The General watched the brute and the few remaining Humans around him fight until the brute ordered a retreat. Feldon smiled, knowing that without Ambient Mana, the Humans would be unable to destroy the bridge as they had with all the others.
The smile died when the Brute turned around, with a single swing of his blunt weapon, he cast many Devils over the side of the bridge. At the same time, the Human Archers on the Inner Wall loosed their volley.
The Coalition Soldiers retreated back across the bridge, taking what cover they could and returning their own volleys of arrows. Back and forth they launched arrows at each other, no real progress being made by either side.
The General growled in frustration, knowing the battle for the Walls was as finished as the battle for the skies.
Feldon saw the Brute disappear inside a tower, his Familiar unable to see anything else.
The General disconnected from his Familiar's Vision. Without Ambient Mana to feed the connection, the General had been forced to use the Eagle's internal Mana, and he did not wish to exhaust it. He did not know when he would need it.

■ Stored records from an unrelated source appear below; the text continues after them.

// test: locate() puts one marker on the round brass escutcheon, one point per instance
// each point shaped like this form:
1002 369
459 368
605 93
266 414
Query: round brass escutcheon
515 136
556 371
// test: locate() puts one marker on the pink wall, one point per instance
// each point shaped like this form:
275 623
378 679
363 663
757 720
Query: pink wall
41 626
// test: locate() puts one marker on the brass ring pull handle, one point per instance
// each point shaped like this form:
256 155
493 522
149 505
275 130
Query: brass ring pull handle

Instead, he sat down in the chair brought for him and watched in the shade of the Outer Gate as Soldiers worked to break down the Inner Gate and remove the boulders.
Behind him, three thousand fresh Soldiers waited for the way to clear, allowing them to charge through and lay waste to the Human City that had defied them.
Feldon sneered.
The siege had taken longer than any other during the Invasion, and at much greater a cost, but in doing so, the Humans had consolidated a great amount of their strength all in one spot. A spot that was soon to be destroyed.

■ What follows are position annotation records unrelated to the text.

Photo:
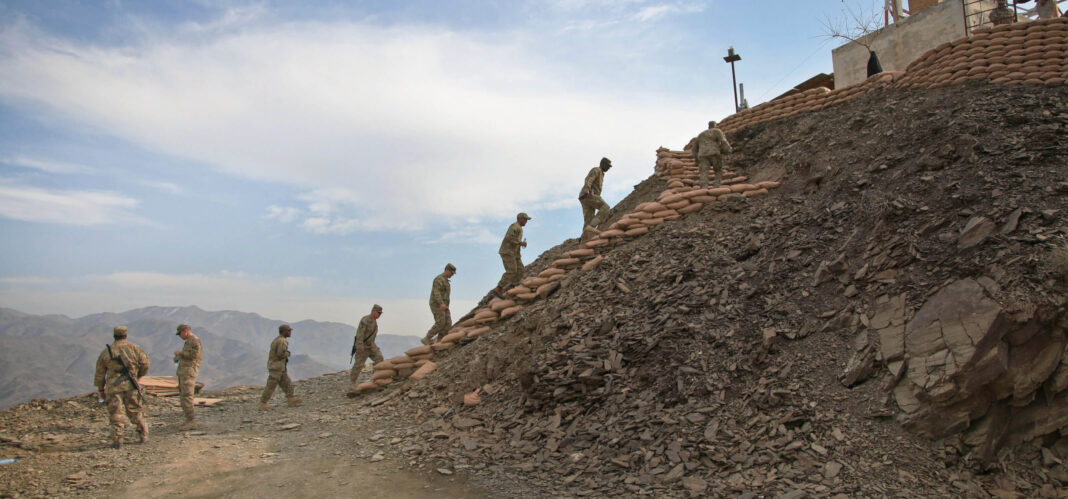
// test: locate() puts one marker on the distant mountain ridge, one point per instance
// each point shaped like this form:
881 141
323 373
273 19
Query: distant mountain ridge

He had already received messages from the War Masters, condemning his delay and threatening punishments if he did not take the City soon.
How dare these vermin defy him!
The Argalon working to clear the Gate were making progress.
It would not be long.
* * * * *
The door had been barricaded shut, guarded by any who could stand and hold their weapon.
It was not many.
Without Magic, Lunaria did what she could by torchlight. Her heart tugged at her with each death she felt could have been saved, had she just had access to her Magic.
Even with the doors shut, the battle literally on top of them, and the flow of injured halted, there were still plenty of injured that needed treatment.
Lunaria grit her teeth against the desperation seeping in all present within the Hospital, giving out orders to keep the treatment ongoing as efficiently as she could.
She tied off the stitches that sewed shut an open wound on a man's chest and moved on to a woman who had her ear torn off and a gash on the side of her head.
Lunaria examined the wound thoroughly, checking for any damage she had not initially seen. As with most head injuries, it bled profusely, yet the woman did not seem to have any severe damage.
She grabbed a small knife and held it in the flame of a torch, waiting until it was red hot.
"This is going to hurt, a lot, take this and bite down hard." Lunaria warned the woman, offering her a leather-bound stick.
The woman did not fight against her, biting down as hard as she could.
When Lunaria pressed the knife against the gash, the woman bit down even harder.
The knife was pulled away just a moment later, the flesh now melted together.
Unfortunately, there was not much she could do for the missing ear, so Lunaria just bandaged the woman's head. She was too dazed to fight against Lunaria.
She tied off the bandage and slumped onto the ground, exhausted. A soldier ran to her, offering a drink from his ladle and bucket. Lunaria looked up to him with thanks, only to see a boy, unlikely to have seen his sixteenth winter.
The ground trembled, vibrating as a monstrous roar shook the earth.